As Verdades Espirituais nos Mitos Antigos
No Livro Mistérios das Grandes Óperas, de Max Heindel, lemos: “Temos dito frequentemente, em nossas publicações, que um mito é um símbolo velado, contendo uma grande verdade cósmica, um conceito que difere radicalmente daquele que é geralmente aceito. Tal como apresentamos às nossas crianças livros em quadrinhos para transmitir lições que estão além de seu entendimento intelectual, assim os grandes Mestres deram à humanidade em formação esses símbolos. Dessa forma, de uma maneira inconsciente, uma apreciação dos ideais apresentados tem se gravado em nossos veículos mais sutis.”
O desenvolvimento espiritual, o progresso e a evolução requerem um esforço constante na consecução de objetivos maiores e ideais mais elevados do que aqueles que já alcançamos. A complacência e a satisfação própria não devem ter guarida na vida do aspirante espiritual. Assim como a verdade espiritual é eterna, igualmente eterna deve ser a busca daquela verdade.
Na busca da verdade deve haver uma mudança contínua, ou, mais precisamente, uma transformação. Tais mudanças não podem, todavia, acontecer repentinamente, do nada. Deve haver sempre o tempo de preparação que precede a mudança em si. As mudanças das quais falamos não devem ser mentalizadas como meramente alterações nas condições exteriores e circunstâncias, mas também como modificações ocorrendo dentro do próprio ser humano: modificações em seu estado de consciência, em seu nível de percepção, em seu grau de entendimento e compreensão, em sua capacidade de dirigir e controlar certas forças, e assim por diante.
Uma das vias de preparação através das quais o ser humano é conduzido a reconhecer e participar das mudanças que marcam seu progresso evolucionário é a mitologia. A mitologia está para a verdade espiritual na mesma relação que o corpo está para o Espírito. Em cada caso o primeiro é o traje que reveste o último.
No passado, quando o ser humano estava mais relacionado aos mundos espirituais do que atualmente, era igualmente consciente das forças espirituais que criavam as realidades que experimentava. Porém, essa percepção devia-se ao que podemos chamar de “uma consciência automática” — uma percepção que era recebida sem qualquer entendimento de seu significado ou participação autoconsciente em seu propósito.
Naquela época, as forças que trabalhavam através da humanidade conduziam o ser humano mais e mais em contato com o Mundo Físico que hoje conhecemos e no qual presentemente nossa consciência de vigília está focalizada. Em consequência, as verdades espirituais começaram a se revelar à sua consciência numa forma mais definida, ou seja, sua percepção das verdades espirituais começou a tomar forma em termos do Mundo Físico no qual estava cada vez mais vinculado. E estas formas tornaram-se símbolos das verdades que ele anteriormente percebia mais diretamente.

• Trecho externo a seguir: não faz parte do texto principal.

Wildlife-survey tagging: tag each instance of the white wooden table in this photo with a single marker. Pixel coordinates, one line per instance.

O Mundo Físico é um mundo de formas definidas. E formas definidas implicam em separatividade. A primeira manifestação da descida do ser humano para o Mundo Físico — de separatividade — foi a formação das raças, na qual agrupamentos humanos vivendo sob condições diferentes de clima e solo começaram a desenvolver características diferentes. Cada grupo começou a perceber as verdades espirituais em termos das condições peculiares que o cercavam e separavam dos demais. Dessa forma vieram à existência as muito diferentes mitologias, oriundas dessas diferentes culturas.

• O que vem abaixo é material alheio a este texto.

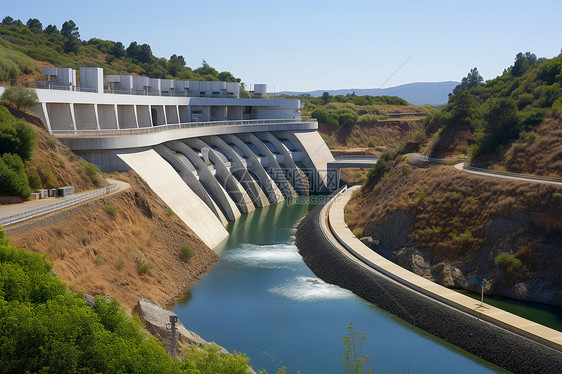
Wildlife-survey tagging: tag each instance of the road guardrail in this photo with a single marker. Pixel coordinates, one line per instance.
(56, 206)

Não obstante a percepção da verdade espiritual aparecesse em diferentes roupagens, era ainda a mesma verdade essencial que se encontrava por detrás de todas elas. Essas verdades, falando ao ser humano através de seu mito, pareciam a ele mui real e viva, por mais absurda que possa parecer à nossa consciência moderna.
A consciência do ser humano atual não pode aceitar uma interpretação literal dos mitos antigos, como queremos crer que seres humanos daqueles tempos antigos faziam. Pode ser ainda que nem o ser humano da antiguidade acreditava em seus mitos no sentido literal, como imaginamos que ele cria. No entanto, acreditava na realidade literal que animava aqueles mitos. Todavia, ele não admitia isso. Tal ocorria devido a que ele ainda vivia a maior parte do tempo num estado de consciência automática que lhe permitia perceber e participar de uma coisa sem ter um entendimento consciente próprio da mesma.
Os requisitos que se apresentam ao ser humano moderno são de ordem bem diferente. A consciência automática deve ser descartada em favor de uma consciência própria, plena, vigilante. Somente dessa maneira o ser humano se capacitará a compreender a verdade que percebe, e, por meio dessa compreensão, se colocar numa posição de adquirir domínio de si mesmo e se tornar o dono de seu destino.
Essa transição de estado de consciência não ocorre de uma vez, e, nesse entretempo é possível que muitas complicações se apresentem. Quando ocorre a perda da consciência automática, então, e somente então, surge o perigo de que o ser humano comece a acreditar numa interpretação literal de seus mitos. Nesse ponto podem acontecer duas coisas. Uma consciência que começa a demandar mais e mais entendimento e explicação daquilo que percebe pode rejeitar os mitos que uma vez lhe falaram por causa do agora aparente absurdo. Ou, tornando-se incapaz de distinguir entre a roupagem exterior de um mito e a verdade interna que ele contém, alguém pode também se tornar incapaz de distinguir entre símbolos e realidades.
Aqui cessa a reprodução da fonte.